Original Publication: Christian Lange, Fabian Rost, Anja Machate, Susanne Reinhardt, Matthias Lesche, Anke Weber, Veronika Kuscha, Andreas Dahl, Steffen Rulands and Michael Brand: „Single cell sequencing of radial glia progeny reveals diversity of newborn neurons in the adult zebrafish brain”

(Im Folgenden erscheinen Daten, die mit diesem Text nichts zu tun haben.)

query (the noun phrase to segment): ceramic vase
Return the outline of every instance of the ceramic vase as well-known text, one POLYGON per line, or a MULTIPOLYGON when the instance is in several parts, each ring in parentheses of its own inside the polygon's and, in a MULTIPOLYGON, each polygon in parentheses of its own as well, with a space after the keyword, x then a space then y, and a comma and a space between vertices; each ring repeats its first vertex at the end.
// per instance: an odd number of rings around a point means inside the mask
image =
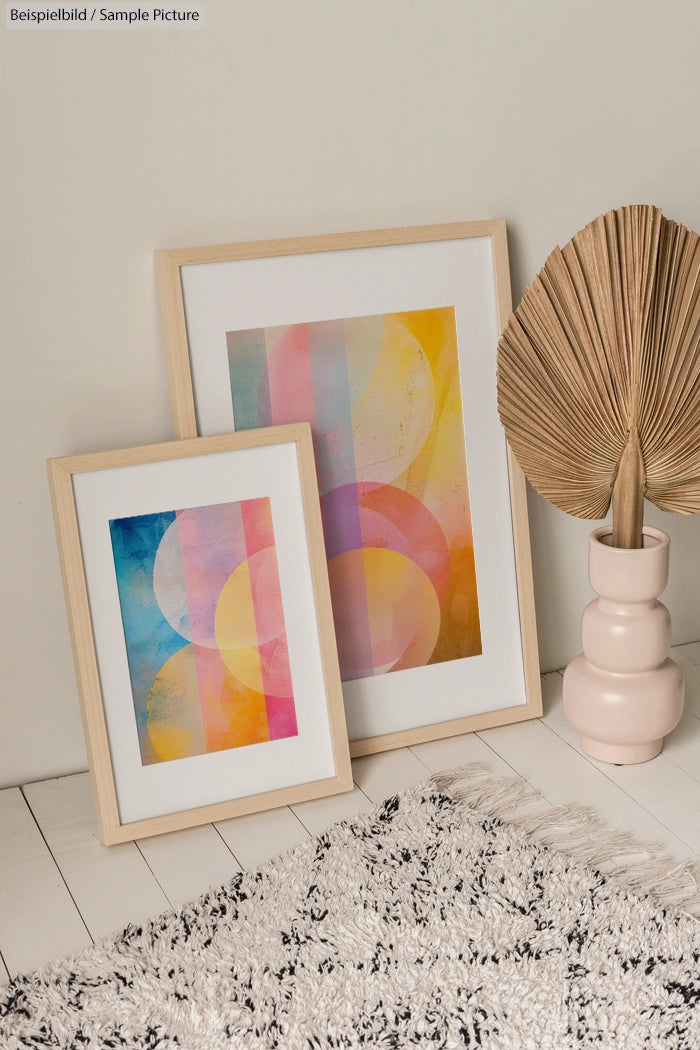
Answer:
POLYGON ((658 601, 668 581, 669 537, 644 527, 643 546, 613 547, 612 528, 589 536, 598 597, 581 623, 583 652, 564 673, 564 713, 593 758, 647 762, 683 712, 683 675, 668 653, 671 618, 658 601))

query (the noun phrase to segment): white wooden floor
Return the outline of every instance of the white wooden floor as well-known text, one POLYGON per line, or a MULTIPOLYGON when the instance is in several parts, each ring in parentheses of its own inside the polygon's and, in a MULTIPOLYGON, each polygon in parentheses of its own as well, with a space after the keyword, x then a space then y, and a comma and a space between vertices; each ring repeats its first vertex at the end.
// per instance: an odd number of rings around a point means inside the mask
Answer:
POLYGON ((431 772, 483 762, 552 805, 594 806, 620 830, 700 864, 700 642, 674 650, 686 710, 653 762, 584 757, 561 708, 561 675, 543 677, 542 719, 356 759, 347 795, 120 846, 96 834, 87 774, 0 791, 0 983, 128 922, 198 896, 241 868, 317 835, 431 772))

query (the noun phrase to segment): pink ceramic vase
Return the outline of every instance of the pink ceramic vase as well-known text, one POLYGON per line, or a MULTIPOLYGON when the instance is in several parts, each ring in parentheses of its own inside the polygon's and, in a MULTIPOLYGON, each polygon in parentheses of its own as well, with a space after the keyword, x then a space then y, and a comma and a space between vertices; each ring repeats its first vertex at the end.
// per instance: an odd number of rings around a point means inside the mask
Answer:
POLYGON ((669 658, 671 618, 657 597, 668 581, 669 537, 644 527, 643 547, 613 547, 612 528, 589 537, 598 594, 581 623, 583 653, 564 673, 564 712, 583 750, 603 762, 647 762, 683 712, 683 675, 669 658))

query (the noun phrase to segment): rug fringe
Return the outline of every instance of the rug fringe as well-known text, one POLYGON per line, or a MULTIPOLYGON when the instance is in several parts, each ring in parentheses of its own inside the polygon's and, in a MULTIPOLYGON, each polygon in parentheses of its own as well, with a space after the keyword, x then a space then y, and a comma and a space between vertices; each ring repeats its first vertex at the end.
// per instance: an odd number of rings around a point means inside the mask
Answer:
POLYGON ((481 763, 436 773, 431 782, 484 816, 511 822, 539 845, 595 868, 622 889, 700 919, 700 872, 675 861, 658 843, 616 831, 587 806, 543 809, 544 795, 519 777, 499 777, 481 763), (533 803, 537 812, 519 813, 533 803))

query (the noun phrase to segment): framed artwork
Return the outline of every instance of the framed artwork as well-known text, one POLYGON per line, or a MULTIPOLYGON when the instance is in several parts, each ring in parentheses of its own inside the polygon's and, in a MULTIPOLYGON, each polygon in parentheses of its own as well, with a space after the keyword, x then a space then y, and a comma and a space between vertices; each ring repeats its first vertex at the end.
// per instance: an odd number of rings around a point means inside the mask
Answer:
POLYGON ((502 220, 156 252, 182 437, 310 423, 353 755, 541 713, 502 220))
POLYGON ((350 790, 308 423, 48 470, 102 840, 350 790))

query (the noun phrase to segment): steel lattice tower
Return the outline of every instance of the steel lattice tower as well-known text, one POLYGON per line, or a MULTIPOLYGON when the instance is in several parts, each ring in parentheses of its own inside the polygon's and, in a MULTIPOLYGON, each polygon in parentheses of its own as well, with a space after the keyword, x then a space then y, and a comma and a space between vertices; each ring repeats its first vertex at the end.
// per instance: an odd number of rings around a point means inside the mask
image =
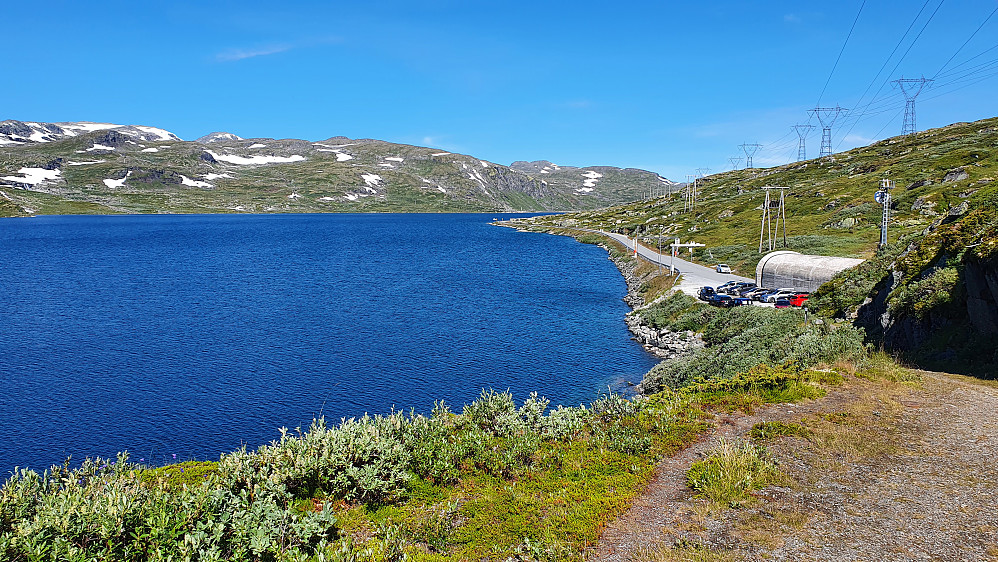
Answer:
POLYGON ((901 135, 914 135, 918 132, 915 128, 915 98, 922 93, 925 85, 932 82, 931 78, 900 78, 893 83, 901 88, 904 94, 904 125, 901 127, 901 135))
POLYGON ((742 149, 742 152, 745 153, 745 168, 747 169, 752 167, 752 157, 762 148, 762 145, 759 143, 745 143, 738 145, 738 148, 742 149))
POLYGON ((844 107, 816 107, 809 113, 821 122, 821 152, 818 158, 832 155, 832 125, 842 113, 849 111, 844 107))
POLYGON ((807 133, 814 128, 814 125, 794 125, 793 130, 797 132, 797 161, 807 160, 807 149, 804 147, 804 138, 807 133))
POLYGON ((735 156, 733 158, 728 158, 728 162, 731 162, 731 169, 732 170, 737 170, 738 169, 738 165, 742 163, 742 157, 741 156, 735 156))

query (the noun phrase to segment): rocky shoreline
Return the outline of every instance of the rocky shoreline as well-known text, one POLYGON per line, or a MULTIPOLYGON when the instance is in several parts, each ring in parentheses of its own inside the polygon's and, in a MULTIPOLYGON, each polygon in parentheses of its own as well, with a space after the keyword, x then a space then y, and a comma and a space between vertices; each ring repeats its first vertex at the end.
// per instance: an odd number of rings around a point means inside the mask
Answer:
MULTIPOLYGON (((624 322, 635 341, 640 343, 649 353, 663 360, 686 357, 704 347, 703 339, 696 332, 690 330, 673 332, 648 325, 638 311, 650 306, 655 301, 645 303, 644 298, 641 297, 640 289, 644 280, 636 274, 636 260, 630 256, 615 256, 605 244, 600 244, 600 247, 608 252, 608 259, 617 266, 617 270, 624 277, 624 282, 627 283, 627 295, 624 296, 624 302, 631 307, 631 312, 624 317, 624 322)), ((659 299, 664 296, 659 297, 659 299)))

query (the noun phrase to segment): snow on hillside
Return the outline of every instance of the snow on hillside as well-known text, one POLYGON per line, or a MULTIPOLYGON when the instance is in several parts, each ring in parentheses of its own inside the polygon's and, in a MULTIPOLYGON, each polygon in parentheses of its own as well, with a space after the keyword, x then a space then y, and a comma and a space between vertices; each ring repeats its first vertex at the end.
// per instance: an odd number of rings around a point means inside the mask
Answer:
POLYGON ((114 123, 39 123, 36 121, 0 122, 0 144, 25 144, 53 142, 76 137, 93 131, 115 130, 134 139, 146 142, 179 141, 177 135, 158 127, 144 125, 116 125, 114 123))
POLYGON ((208 133, 207 135, 199 139, 196 139, 194 142, 199 142, 201 144, 208 144, 218 141, 241 141, 241 140, 243 140, 243 138, 240 137, 239 135, 234 135, 232 133, 215 132, 215 133, 208 133))
POLYGON ((211 154, 211 157, 219 162, 228 162, 229 164, 238 164, 240 166, 247 165, 260 165, 260 164, 287 164, 290 162, 301 162, 305 159, 304 156, 300 154, 292 154, 291 156, 238 156, 235 154, 218 154, 211 150, 206 151, 211 154))
POLYGON ((15 183, 38 185, 45 181, 59 179, 59 176, 62 175, 61 170, 46 170, 45 168, 21 168, 17 173, 21 174, 21 176, 4 176, 0 179, 15 183))

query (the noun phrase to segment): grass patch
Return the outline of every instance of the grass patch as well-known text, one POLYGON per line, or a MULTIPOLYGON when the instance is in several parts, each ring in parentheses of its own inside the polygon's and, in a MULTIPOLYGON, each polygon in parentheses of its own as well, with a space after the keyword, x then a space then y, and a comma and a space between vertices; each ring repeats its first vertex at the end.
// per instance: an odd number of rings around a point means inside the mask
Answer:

Development 20 147, published 9 January 2020, doi: 10.1242/dev.185595

Am 14. Januar 2020 wird der Physik-Preis Dresden des Max-Planck-Instituts für Physik komplexer Systeme (MPI-PKS) und der TU Dresden an Dr. Adam Nahum von der Oxford University vergeben. Die Preisverleihung findet ab 16 Uhr im Rahmen eines Festkolloquiums im Recknagel-Bau der TU Dresden statt. Adam Nahum hat in seiner noch jungen wissenschaftlichen Laufbahn bereits eine Reihe exzellenter und vielbeachteter Beiträge geleistet. Besonders kennzeichnend für ihn ist seine herausragende Fähigkeit, Konzepte aus verschiedenen Bereichen der theoretischen Physik zu einem universellen Verständnis des Verhaltens komplexer Systeme zu verbinden und so tiefe Einsichten zu erhalten. „Die Originalität seiner Ansätze und die außergewöhnliche Vielfalt seiner Forschungsthemen, verkörpern in idealer Weise den Grundgedanken des Physik-Preises Dresden,“ begründet Prof. Walter Strunz, Vorsitzender des Preiskomitees, die Entscheidung für Adam Nahum. Verankert in dem Grundgedanken „Die Zukunft gehört denjenigen, die zusammen arbeiten“ ist es das Ziel des Preises, gerade solche herausragenden Forscherinnen und Forscher auszuzeichnen, an deren Arbeiten beide DRESDEN-concept-Partner MPI-PKS und TU Dresden besonders interessiert sind. An Nahums Forschungsgebieten, darunter Quantenvielteilchenphysik, Nichtgleichgewicht oder Quantenchaos arbeiten verschiedene Gruppen der TU Dresden und des MPI-PKS. Viele der Dresdner Physiker freuen sich daher auf den einwöchigen Aufenthalt des Preisträgers, der weitere Fachvorträge und vor allem viel Raum für Diskussionen mit sich bringt. Der Preisträger Adam Nahum Adam Nahum hat in Oxford und Chicago Physik und Philosophie studiert und 2013 an der Universität Oxford über kritische Phänomene in Schleifen-Modellen promoviert. Nach einer Postdoc-Phase am Massachusetts Institute of Technology (MIT) ist er seit 2017 wieder an der Oxford University.